Re-Act is not my organisation, it is every single person’s that has come down and sorted out clothes, driven donations around and shared Facebook posts. If people didn’t do all that, Re-Act wouldn’t be here. Everybody’s had their turn of exhausting weeks, packing bags, lifting sacks, breaking their backs and driving vans so, I see it as all the volunteers’ project. I’ve facilitated the operation with a group of people that have helped from the very start.

Facebook has been phenomenal for connecting people with this whole thing. At the moment we’re trying to encourage more people to volunteer because the crisis is dropping out of the public eye and people aren’t as aware that the situation is still going on and is as bad as it has always been. However, I don’t want to flood Facebook with negativity and I’m trying not to make Re-Act a page about the awfulness of the situation, but more about the positive effects that we’re having because I know my feed is constantly full of war and destruction which is hard, day in, day out and isn’t good for you.

My biggest inspiration is my grandad; he was never one to take no for an answer. He was a lawyer and after his training he worked at a tea plantation in India changing the lives of people there, putting in schools and healthcare, giving workers their rights. You weren’t allowed to say ‘I’m bored’ or ‘can’t’ in front of him. I’ve got a daughter and since she was a little girl I have said you can do whatever you want to do, because that’s what my grandad taught me.
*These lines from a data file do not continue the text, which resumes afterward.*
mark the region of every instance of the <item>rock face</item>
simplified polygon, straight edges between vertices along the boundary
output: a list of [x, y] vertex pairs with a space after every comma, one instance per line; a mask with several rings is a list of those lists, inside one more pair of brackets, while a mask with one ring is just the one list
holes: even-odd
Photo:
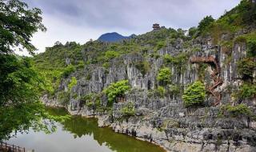
[[[222, 47], [213, 46], [210, 40], [199, 42], [194, 42], [193, 48], [198, 48], [198, 50], [189, 54], [182, 67], [174, 64], [168, 66], [172, 72], [172, 83], [181, 86], [182, 91], [203, 73], [205, 84], [213, 84], [210, 74], [214, 68], [207, 66], [202, 72], [198, 64], [191, 64], [190, 61], [192, 57], [213, 57], [219, 65], [218, 74], [223, 80], [223, 83], [214, 90], [222, 95], [220, 105], [232, 103], [231, 92], [241, 84], [238, 79], [240, 76], [237, 72], [237, 62], [246, 57], [246, 45], [235, 44], [228, 54]], [[98, 117], [99, 126], [110, 126], [115, 132], [154, 142], [169, 151], [256, 151], [256, 122], [246, 117], [221, 117], [220, 106], [213, 106], [214, 98], [211, 94], [207, 96], [205, 106], [186, 108], [180, 94], [170, 93], [162, 98], [150, 94], [150, 90], [156, 89], [156, 77], [164, 64], [163, 56], [175, 57], [190, 50], [178, 39], [174, 45], [159, 50], [159, 58], [128, 54], [111, 60], [107, 69], [91, 66], [77, 71], [62, 80], [60, 85], [59, 90], [65, 90], [70, 77], [78, 79], [66, 107], [72, 114]], [[150, 68], [145, 74], [136, 67], [135, 63], [140, 62], [150, 63]], [[88, 76], [90, 77], [88, 78]], [[123, 79], [129, 80], [132, 90], [126, 94], [125, 102], [114, 103], [110, 114], [97, 107], [81, 106], [80, 97], [100, 93], [110, 83]], [[72, 96], [74, 94], [76, 98]], [[56, 100], [49, 100], [46, 96], [42, 100], [58, 104]], [[255, 113], [255, 99], [243, 102], [250, 103]], [[122, 108], [128, 102], [134, 104], [134, 116], [126, 117], [122, 113]], [[106, 97], [101, 96], [101, 106], [106, 107]]]

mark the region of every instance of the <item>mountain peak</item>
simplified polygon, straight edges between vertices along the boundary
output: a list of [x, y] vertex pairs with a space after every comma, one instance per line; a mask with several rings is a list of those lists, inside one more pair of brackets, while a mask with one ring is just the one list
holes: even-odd
[[[132, 34], [134, 35], [134, 34]], [[123, 39], [128, 39], [131, 36], [123, 36], [117, 32], [111, 32], [111, 33], [106, 33], [102, 35], [101, 35], [98, 40], [106, 42], [118, 42]]]

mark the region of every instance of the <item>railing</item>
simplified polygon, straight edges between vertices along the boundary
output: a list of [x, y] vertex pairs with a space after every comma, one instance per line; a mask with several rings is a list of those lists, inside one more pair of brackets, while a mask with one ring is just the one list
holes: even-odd
[[1, 142], [0, 152], [25, 152], [25, 148]]

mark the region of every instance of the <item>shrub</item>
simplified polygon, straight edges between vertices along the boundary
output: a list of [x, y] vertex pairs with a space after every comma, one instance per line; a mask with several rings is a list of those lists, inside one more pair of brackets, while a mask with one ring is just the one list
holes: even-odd
[[238, 62], [238, 73], [242, 76], [244, 80], [252, 79], [253, 71], [256, 67], [256, 64], [253, 58], [242, 58]]
[[163, 98], [165, 96], [166, 94], [166, 90], [164, 87], [162, 86], [158, 86], [157, 89], [157, 95], [159, 96], [160, 98]]
[[174, 85], [169, 85], [168, 86], [168, 92], [173, 95], [180, 94], [180, 87]]
[[70, 102], [70, 94], [67, 92], [59, 92], [58, 94], [58, 102], [59, 102], [62, 105], [67, 105]]
[[105, 69], [109, 69], [110, 66], [110, 64], [109, 62], [105, 62], [102, 64], [102, 66], [105, 68]]
[[75, 67], [73, 65], [67, 66], [62, 74], [62, 77], [67, 78], [71, 73], [75, 71]]
[[77, 69], [83, 69], [85, 67], [85, 63], [82, 61], [80, 61], [76, 66]]
[[212, 16], [206, 16], [198, 25], [198, 31], [200, 34], [205, 32], [208, 30], [208, 28], [211, 26], [212, 23], [214, 22], [214, 19]]
[[200, 81], [194, 82], [184, 91], [182, 99], [186, 106], [202, 105], [206, 98], [206, 89]]
[[135, 108], [134, 102], [128, 102], [124, 107], [121, 109], [121, 112], [124, 116], [135, 115]]
[[195, 38], [198, 34], [198, 28], [196, 27], [191, 27], [189, 29], [189, 36], [190, 38]]
[[72, 78], [71, 78], [71, 80], [70, 80], [70, 83], [69, 83], [69, 85], [68, 85], [69, 90], [70, 90], [73, 88], [73, 86], [74, 86], [75, 85], [77, 85], [77, 83], [78, 83], [78, 81], [77, 81], [77, 79], [75, 78], [75, 77], [72, 77]]
[[104, 90], [109, 105], [112, 105], [117, 97], [123, 97], [125, 92], [130, 90], [128, 80], [122, 80], [110, 84]]
[[171, 78], [171, 71], [169, 68], [165, 67], [162, 69], [160, 69], [157, 80], [159, 82], [159, 84], [161, 86], [166, 86], [166, 84], [169, 84], [170, 82]]
[[157, 43], [155, 50], [159, 50], [160, 49], [165, 47], [166, 46], [166, 42], [164, 42], [164, 41], [158, 42]]

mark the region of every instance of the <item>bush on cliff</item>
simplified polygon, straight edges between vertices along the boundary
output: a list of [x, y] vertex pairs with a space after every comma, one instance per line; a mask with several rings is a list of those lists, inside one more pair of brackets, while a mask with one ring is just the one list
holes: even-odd
[[200, 81], [194, 82], [184, 91], [182, 99], [186, 107], [202, 105], [206, 98], [205, 86]]
[[110, 106], [116, 101], [116, 98], [123, 97], [124, 94], [130, 90], [128, 80], [122, 80], [110, 84], [104, 90], [107, 96], [108, 104]]
[[168, 67], [160, 69], [157, 79], [161, 86], [166, 86], [170, 82], [171, 71]]
[[121, 112], [124, 116], [135, 115], [135, 108], [134, 102], [128, 102], [124, 107], [121, 109]]
[[75, 77], [72, 77], [72, 78], [71, 78], [71, 80], [70, 80], [70, 84], [68, 85], [69, 90], [70, 90], [73, 88], [73, 86], [74, 86], [75, 85], [77, 85], [77, 83], [78, 83], [78, 81], [77, 81], [77, 79], [75, 78]]

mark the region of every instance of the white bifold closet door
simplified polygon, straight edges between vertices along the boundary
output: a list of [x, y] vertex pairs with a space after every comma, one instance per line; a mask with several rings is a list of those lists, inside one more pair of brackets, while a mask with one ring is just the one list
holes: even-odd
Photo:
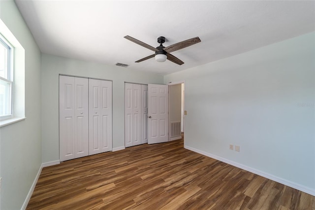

Re-Act definitely took over my life completely for six months. My partner, who had just taken paternity leave to look after our wee boy and was about to go back to work, ended up working forty hours a week, driving to Croatia and helping with donations. I’ve got so many ideas but I wasn’t able to do them which was really frustrating, and families were still arriving in Edinburgh without basic living essentials, so I realised we needed to have a better balance and help on a better level. That’s why we changed the donation days to once a month, allowing us to focus on lots of small projects as well.

There are lots of projects that I want to start in Edinburgh, as well as continuing to send aid to wherever it’s needed. I would definitely like to go back to Greece soon and help out there by also my partner is a gardener and ‘grow your own’ is his obsession so we want to work with the council to put allotments in council property gardens. We’ll be continuing to hold after school workshops with kids here, that have been really successful, and women’s conversation classes. Also, we’re really keen to set up a sort of men’s club as well, to help them integrate and learn about our culture. As always though, it can’t just be for refugees, migrants and Syrian people; it’s got to be for everybody.